San Benedetto del Tronto | La nuova amica di Augusto si rivela meno sprovveduta del previsto...

di Francesco Tranquilli

eclissi di luna

"C'è un punto che mi piace moltissimo, da dove si vede il mare aperto. Vieni, passiamo attraverso il porto."
Mi prende la mano. E' calda.
"Ma è buio pesto..."
"C'è la luna. Non avrai paura?"
Paura Augusto, bella? Tu, devi averne. Sei tutta di bianco, i tuoi punti strategici li vedo bene.
"Scherzi?"
"Facciamo una corsa?"
"Ehi, salve..."
Un'ombra scivolata fuori dal buio. Ci sbarra il passo. Puzza. Ci blocchiamo sul posto.
Il mio cuore riprende a funzionare.
"Amico, che..."
"Io non s... sono amico tuo, s...stronzo. Dammi i soldi."
E' un bastardo strafatto, lo metterei giù in un secondo, se non fossero quei quindici centimetri di coltello che lampeggiano alla luna. Guardo lei: ha le mani già alzate, sembra paralizzata dal terrore.
"Te li do, ma stai calmo..."
"Tu s...stai calmo, p...pezzo di merda, e s...sbrigati."
"Posso tenere i documenti?"
Il tossico fa due passi verso di me, puzza di pesce marcio, e la mano gli trema veloce, lo sento quando mi appoggia la punta del coltello sulla pancia.
"Cazzo, cazzo, cazzo! Dammi il p...portafoglio, tutto!, adesso!"
Glielo do, lo vuole prendere ma, non so come, gli sfugge, e il contenuto si sparpaglia per terra.
Il tossico fa una specie di rantolo, poi si rivolge a lei.
"Stronza, vieni qua e raccoglilo.

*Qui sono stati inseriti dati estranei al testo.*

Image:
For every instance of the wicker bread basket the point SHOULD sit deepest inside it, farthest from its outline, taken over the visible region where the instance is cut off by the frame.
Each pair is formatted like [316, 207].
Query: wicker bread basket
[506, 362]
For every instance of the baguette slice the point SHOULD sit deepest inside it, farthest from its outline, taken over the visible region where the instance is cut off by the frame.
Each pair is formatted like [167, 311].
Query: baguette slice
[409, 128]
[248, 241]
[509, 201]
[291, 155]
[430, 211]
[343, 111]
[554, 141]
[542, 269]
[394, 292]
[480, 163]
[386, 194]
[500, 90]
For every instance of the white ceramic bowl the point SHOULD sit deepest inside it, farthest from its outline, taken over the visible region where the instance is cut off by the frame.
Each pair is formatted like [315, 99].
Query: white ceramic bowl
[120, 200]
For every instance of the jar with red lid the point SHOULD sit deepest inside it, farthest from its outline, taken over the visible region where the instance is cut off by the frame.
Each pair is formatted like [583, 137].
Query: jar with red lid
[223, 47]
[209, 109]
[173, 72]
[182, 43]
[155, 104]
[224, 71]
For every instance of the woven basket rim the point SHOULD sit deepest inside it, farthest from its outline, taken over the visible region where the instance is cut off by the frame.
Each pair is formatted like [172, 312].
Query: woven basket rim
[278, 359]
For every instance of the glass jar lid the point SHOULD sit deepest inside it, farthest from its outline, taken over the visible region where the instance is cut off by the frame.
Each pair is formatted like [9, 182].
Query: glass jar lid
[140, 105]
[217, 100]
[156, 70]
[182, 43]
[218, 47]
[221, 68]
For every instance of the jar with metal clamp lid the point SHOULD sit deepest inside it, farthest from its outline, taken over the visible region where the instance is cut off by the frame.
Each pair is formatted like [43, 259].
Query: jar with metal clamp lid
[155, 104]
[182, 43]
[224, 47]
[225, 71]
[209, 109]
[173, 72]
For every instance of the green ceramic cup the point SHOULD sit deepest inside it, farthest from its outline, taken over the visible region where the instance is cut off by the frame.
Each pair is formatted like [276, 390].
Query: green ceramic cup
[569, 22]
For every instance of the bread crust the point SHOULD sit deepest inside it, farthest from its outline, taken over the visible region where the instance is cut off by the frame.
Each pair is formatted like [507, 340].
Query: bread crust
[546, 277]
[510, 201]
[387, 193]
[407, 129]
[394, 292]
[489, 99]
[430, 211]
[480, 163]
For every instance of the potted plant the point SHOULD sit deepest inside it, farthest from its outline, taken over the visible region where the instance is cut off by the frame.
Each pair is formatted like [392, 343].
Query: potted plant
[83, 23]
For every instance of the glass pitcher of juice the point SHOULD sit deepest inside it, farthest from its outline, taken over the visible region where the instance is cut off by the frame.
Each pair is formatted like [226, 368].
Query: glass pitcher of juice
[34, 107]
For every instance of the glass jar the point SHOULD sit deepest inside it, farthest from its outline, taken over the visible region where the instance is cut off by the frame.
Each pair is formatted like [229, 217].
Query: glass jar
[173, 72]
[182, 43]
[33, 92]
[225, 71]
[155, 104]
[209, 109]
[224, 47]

In ginocchio."
Lei sembra ancora paralizzata, ma la lingua le funziona bene.
"Vieni tu da me, se ce la fai."
Oddio, è pazza. Questo ci sbudella.
Qui comincia un balletto di ombre, una bianca e una nera..
L'ombra nera sogghigna e si slancia con la punta del coltello verso la pancia dell'ombra bianca.
L'ombra bianca fa un mezzo passo all'indietro, afferra il polso dell'ombra nera, glielo torce verso l'interno, l'ombra nera impreca, l'ombra bianca torce ancora finché la lama vola e lampeggia via qualche metro più in là. L'ombra nera riceve una ginocchiata in faccia, mentre cade giù anche una gomitata alla nuca. Il suono di qualcosa che s'incrina, poi dell'ombra nera che colpisce l'asfalto di faccia. L'ombra nera emette un lamento ruvido e soffocato. L'ombra bianca gli si avvicina e la zittisce sferrandogli un potente calcio allo stomaco. Poi uno in faccia. L'ombra nera non si muove e non fiata più.
A qualche metro la lama riflette ancora la luna. L'ombra bianca carica un altro calcio, e il coltello vola per dieci metri direttamente in mare.
Io sono una statua di sale. Non oso riprendere a respirare, ma devo.
Ce l'ho duro come il bronzo.
Lei si muove decisa verso di me, mi si accovaccia davanti.
"Ecco qua, spero che ci sia tutto."
Mi sbatte fra le mani portafogli, carte, contanti.
Ma ce l'ha con me?
"Io... tu..."
"Dove hai la macchina? Sarà meglio che ti accompagni..."
Sbuffa di rabbia.
"Non c'è bisogn... Insomma, grazie... di tutto. Ma che hai?"
"Non ho niente. E' l'adrenalina. Ora mi calmo. Andiamo."
"E quello? Lo lasciamo qui? La Polizia forse..."
"Tanto fra due giorni è fuori. Vieni. Una lezione l'ha avuta."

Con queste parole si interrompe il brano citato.